Esta misma obra se quedó anunciada hace muchos años en una temporada de Fernando Soler y Sagra del Río, en la que se hicieron Cyrano de Bergerac, Niebla (Winterset) y El círculo de yeso; la cuarta obra iba a ser Enrique IV, y ya no se puso; se ha venido a poner ahora.
La traducción es magnífica; de Xavier Villaurrutia y Agustín Lazo en colaboración; esos dos, y Rodolfo Usigli, los tres más notables autores del teatro mexicano en sus comienzos; pero además de ser autores ellos mismos eran críticos (se habla de Agustín Lazo en pasado, como de Xavier, no porque también se haya muerto, sino porque está voluntaria y lamentablemente retirado del cultivo de las letras). Puede decirse que se trata no solamente de una traducción impecable y justa, sino artística y bella. Nada de su fuerza ni de su riqueza ha perdido el idioma pirandelliano en ella.
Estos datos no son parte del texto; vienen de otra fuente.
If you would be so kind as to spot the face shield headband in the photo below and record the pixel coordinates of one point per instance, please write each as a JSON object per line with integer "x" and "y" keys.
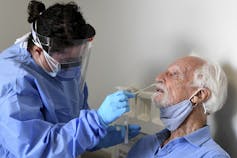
{"x": 64, "y": 55}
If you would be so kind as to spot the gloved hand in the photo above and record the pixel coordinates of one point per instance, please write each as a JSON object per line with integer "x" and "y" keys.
{"x": 115, "y": 135}
{"x": 114, "y": 106}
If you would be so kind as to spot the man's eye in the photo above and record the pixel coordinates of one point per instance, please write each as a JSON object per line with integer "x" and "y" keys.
{"x": 174, "y": 73}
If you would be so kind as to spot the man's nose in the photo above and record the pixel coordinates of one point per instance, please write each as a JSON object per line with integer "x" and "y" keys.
{"x": 160, "y": 78}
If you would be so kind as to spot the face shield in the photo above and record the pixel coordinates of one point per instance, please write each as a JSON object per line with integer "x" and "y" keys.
{"x": 67, "y": 59}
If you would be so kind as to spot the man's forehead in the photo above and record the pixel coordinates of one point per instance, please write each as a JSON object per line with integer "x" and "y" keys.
{"x": 187, "y": 63}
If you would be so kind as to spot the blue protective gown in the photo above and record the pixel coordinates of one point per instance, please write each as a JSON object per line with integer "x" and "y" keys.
{"x": 42, "y": 116}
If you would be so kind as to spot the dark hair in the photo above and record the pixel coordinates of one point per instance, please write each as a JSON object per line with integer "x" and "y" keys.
{"x": 59, "y": 21}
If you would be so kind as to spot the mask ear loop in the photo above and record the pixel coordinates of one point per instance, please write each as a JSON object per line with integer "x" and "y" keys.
{"x": 203, "y": 104}
{"x": 196, "y": 92}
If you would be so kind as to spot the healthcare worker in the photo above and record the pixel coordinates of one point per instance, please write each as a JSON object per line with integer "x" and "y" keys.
{"x": 43, "y": 95}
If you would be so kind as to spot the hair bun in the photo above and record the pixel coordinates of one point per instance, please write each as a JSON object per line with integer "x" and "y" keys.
{"x": 34, "y": 10}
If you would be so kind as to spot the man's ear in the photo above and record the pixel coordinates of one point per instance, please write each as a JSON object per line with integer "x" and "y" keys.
{"x": 36, "y": 51}
{"x": 202, "y": 96}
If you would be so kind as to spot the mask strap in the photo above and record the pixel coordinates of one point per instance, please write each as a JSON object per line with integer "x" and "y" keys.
{"x": 195, "y": 94}
{"x": 203, "y": 104}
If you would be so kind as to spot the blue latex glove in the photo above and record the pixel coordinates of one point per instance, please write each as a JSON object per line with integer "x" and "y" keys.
{"x": 115, "y": 135}
{"x": 114, "y": 106}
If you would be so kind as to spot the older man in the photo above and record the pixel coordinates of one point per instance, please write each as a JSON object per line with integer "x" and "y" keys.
{"x": 188, "y": 91}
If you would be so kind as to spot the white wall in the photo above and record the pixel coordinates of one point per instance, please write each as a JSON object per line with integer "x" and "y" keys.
{"x": 136, "y": 40}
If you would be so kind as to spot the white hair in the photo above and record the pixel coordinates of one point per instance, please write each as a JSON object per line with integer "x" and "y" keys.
{"x": 213, "y": 77}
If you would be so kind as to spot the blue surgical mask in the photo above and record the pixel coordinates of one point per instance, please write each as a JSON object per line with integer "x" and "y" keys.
{"x": 173, "y": 116}
{"x": 69, "y": 73}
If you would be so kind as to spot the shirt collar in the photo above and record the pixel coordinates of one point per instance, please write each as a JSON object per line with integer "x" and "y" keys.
{"x": 162, "y": 135}
{"x": 199, "y": 137}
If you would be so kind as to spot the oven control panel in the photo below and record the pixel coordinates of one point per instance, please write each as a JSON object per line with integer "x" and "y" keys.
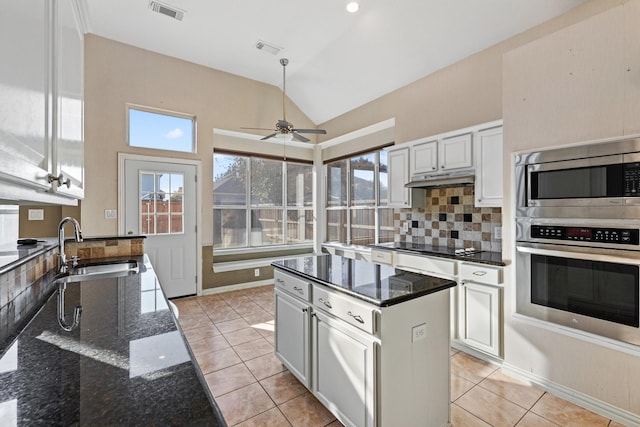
{"x": 623, "y": 236}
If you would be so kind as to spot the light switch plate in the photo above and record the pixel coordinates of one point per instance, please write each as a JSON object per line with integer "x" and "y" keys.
{"x": 36, "y": 214}
{"x": 419, "y": 332}
{"x": 110, "y": 214}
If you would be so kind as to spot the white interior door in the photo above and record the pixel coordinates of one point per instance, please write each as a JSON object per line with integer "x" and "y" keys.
{"x": 161, "y": 203}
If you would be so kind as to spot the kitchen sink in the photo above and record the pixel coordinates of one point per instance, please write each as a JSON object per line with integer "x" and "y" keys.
{"x": 102, "y": 269}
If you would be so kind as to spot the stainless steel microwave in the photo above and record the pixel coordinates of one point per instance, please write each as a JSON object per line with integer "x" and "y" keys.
{"x": 600, "y": 180}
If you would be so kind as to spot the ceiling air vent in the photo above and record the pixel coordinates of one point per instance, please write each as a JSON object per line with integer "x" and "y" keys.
{"x": 165, "y": 9}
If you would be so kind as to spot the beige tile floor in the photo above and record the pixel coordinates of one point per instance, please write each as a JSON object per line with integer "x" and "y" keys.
{"x": 231, "y": 335}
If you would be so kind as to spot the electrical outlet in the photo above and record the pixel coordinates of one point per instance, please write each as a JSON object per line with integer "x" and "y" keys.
{"x": 36, "y": 214}
{"x": 419, "y": 332}
{"x": 497, "y": 232}
{"x": 110, "y": 214}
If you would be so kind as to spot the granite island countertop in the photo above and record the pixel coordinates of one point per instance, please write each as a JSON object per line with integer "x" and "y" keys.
{"x": 378, "y": 284}
{"x": 126, "y": 363}
{"x": 481, "y": 257}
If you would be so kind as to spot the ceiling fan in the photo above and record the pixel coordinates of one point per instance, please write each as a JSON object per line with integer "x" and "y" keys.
{"x": 284, "y": 127}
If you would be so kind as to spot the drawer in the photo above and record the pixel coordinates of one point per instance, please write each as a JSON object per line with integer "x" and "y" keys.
{"x": 291, "y": 284}
{"x": 382, "y": 257}
{"x": 440, "y": 267}
{"x": 345, "y": 308}
{"x": 480, "y": 273}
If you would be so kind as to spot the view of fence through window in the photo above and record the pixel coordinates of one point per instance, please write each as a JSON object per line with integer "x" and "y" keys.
{"x": 357, "y": 199}
{"x": 161, "y": 203}
{"x": 261, "y": 202}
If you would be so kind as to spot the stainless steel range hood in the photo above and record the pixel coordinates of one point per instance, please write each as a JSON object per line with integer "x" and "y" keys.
{"x": 443, "y": 179}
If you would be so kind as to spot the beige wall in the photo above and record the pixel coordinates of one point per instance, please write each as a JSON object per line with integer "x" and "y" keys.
{"x": 117, "y": 74}
{"x": 578, "y": 84}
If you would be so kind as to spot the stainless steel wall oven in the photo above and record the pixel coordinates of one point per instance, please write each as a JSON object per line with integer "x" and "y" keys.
{"x": 578, "y": 238}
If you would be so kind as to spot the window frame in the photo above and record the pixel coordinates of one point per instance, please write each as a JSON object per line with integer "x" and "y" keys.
{"x": 350, "y": 208}
{"x": 175, "y": 114}
{"x": 284, "y": 208}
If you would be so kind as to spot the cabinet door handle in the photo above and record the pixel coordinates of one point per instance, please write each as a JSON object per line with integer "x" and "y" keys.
{"x": 356, "y": 317}
{"x": 326, "y": 303}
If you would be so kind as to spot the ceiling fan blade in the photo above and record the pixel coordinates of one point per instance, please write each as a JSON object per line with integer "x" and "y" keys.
{"x": 300, "y": 138}
{"x": 257, "y": 128}
{"x": 317, "y": 131}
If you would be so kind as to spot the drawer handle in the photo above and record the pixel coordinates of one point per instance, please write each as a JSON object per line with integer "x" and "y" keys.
{"x": 326, "y": 303}
{"x": 356, "y": 317}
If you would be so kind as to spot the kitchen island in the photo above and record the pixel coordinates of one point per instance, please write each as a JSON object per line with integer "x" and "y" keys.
{"x": 369, "y": 341}
{"x": 125, "y": 363}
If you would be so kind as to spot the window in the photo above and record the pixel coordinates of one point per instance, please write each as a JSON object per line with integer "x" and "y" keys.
{"x": 261, "y": 202}
{"x": 161, "y": 130}
{"x": 161, "y": 203}
{"x": 357, "y": 199}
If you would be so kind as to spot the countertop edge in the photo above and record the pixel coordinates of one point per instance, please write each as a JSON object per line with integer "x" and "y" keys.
{"x": 385, "y": 303}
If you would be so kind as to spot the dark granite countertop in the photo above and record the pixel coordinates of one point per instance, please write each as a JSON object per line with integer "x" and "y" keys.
{"x": 126, "y": 363}
{"x": 484, "y": 257}
{"x": 12, "y": 255}
{"x": 377, "y": 284}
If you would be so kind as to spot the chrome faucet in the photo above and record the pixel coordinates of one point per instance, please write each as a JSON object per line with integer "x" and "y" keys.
{"x": 78, "y": 236}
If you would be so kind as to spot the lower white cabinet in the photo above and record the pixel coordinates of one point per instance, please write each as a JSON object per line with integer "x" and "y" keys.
{"x": 480, "y": 307}
{"x": 370, "y": 366}
{"x": 344, "y": 370}
{"x": 292, "y": 339}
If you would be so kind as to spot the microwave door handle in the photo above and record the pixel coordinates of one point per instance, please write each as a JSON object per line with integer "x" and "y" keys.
{"x": 561, "y": 252}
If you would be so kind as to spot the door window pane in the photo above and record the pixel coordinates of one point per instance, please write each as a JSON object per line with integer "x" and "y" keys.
{"x": 161, "y": 131}
{"x": 266, "y": 182}
{"x": 161, "y": 195}
{"x": 229, "y": 180}
{"x": 363, "y": 180}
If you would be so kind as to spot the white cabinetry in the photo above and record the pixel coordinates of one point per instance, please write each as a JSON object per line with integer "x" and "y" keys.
{"x": 480, "y": 307}
{"x": 292, "y": 325}
{"x": 343, "y": 369}
{"x": 40, "y": 100}
{"x": 489, "y": 170}
{"x": 399, "y": 195}
{"x": 370, "y": 366}
{"x": 438, "y": 155}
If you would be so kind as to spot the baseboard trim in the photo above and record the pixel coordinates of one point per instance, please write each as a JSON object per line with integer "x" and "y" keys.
{"x": 588, "y": 402}
{"x": 248, "y": 285}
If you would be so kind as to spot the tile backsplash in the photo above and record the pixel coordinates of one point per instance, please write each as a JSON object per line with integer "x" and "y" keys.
{"x": 450, "y": 219}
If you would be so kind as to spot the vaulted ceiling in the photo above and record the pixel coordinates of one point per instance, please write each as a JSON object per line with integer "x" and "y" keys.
{"x": 338, "y": 60}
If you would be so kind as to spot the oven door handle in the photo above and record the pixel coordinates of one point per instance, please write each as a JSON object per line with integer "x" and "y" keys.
{"x": 574, "y": 252}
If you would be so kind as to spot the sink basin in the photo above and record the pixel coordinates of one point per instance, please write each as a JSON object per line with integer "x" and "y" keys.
{"x": 104, "y": 268}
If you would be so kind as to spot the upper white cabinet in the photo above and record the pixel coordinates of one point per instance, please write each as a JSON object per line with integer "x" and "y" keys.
{"x": 41, "y": 102}
{"x": 399, "y": 195}
{"x": 438, "y": 155}
{"x": 489, "y": 171}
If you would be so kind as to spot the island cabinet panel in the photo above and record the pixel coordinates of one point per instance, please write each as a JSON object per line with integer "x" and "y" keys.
{"x": 292, "y": 340}
{"x": 370, "y": 364}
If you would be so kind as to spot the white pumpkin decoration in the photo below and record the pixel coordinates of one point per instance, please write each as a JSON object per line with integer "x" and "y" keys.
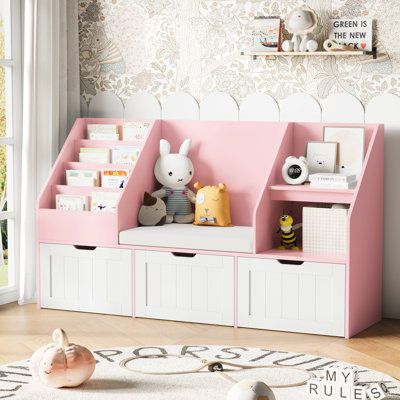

La obra es pequeña; no está hecha para que su representación dure cuatro horas, como tantas obras francesas; esta vez no ha habido que cortar nada, como se hace con frecuencia en las traducciones de las frondosas obras parisinas; tiene poco texto, y todo muy apretado, muy útil, sin hojarasca. Dura, cada uno de los tres actos, unos cuantos minutos.
Se ha dicho que es un monólogo; no lo es; hablan todos, y algunos hablan mucho; lo que sucede es que lo que dice Enrique IV es de tal manera importante, que palidecen lo que dicen todos los demás, y parece que el rey es el único que habla; sobre todo si está bien hecho; y tenemos que decir que Ignacio López Tarso lo hace estupendamente bien.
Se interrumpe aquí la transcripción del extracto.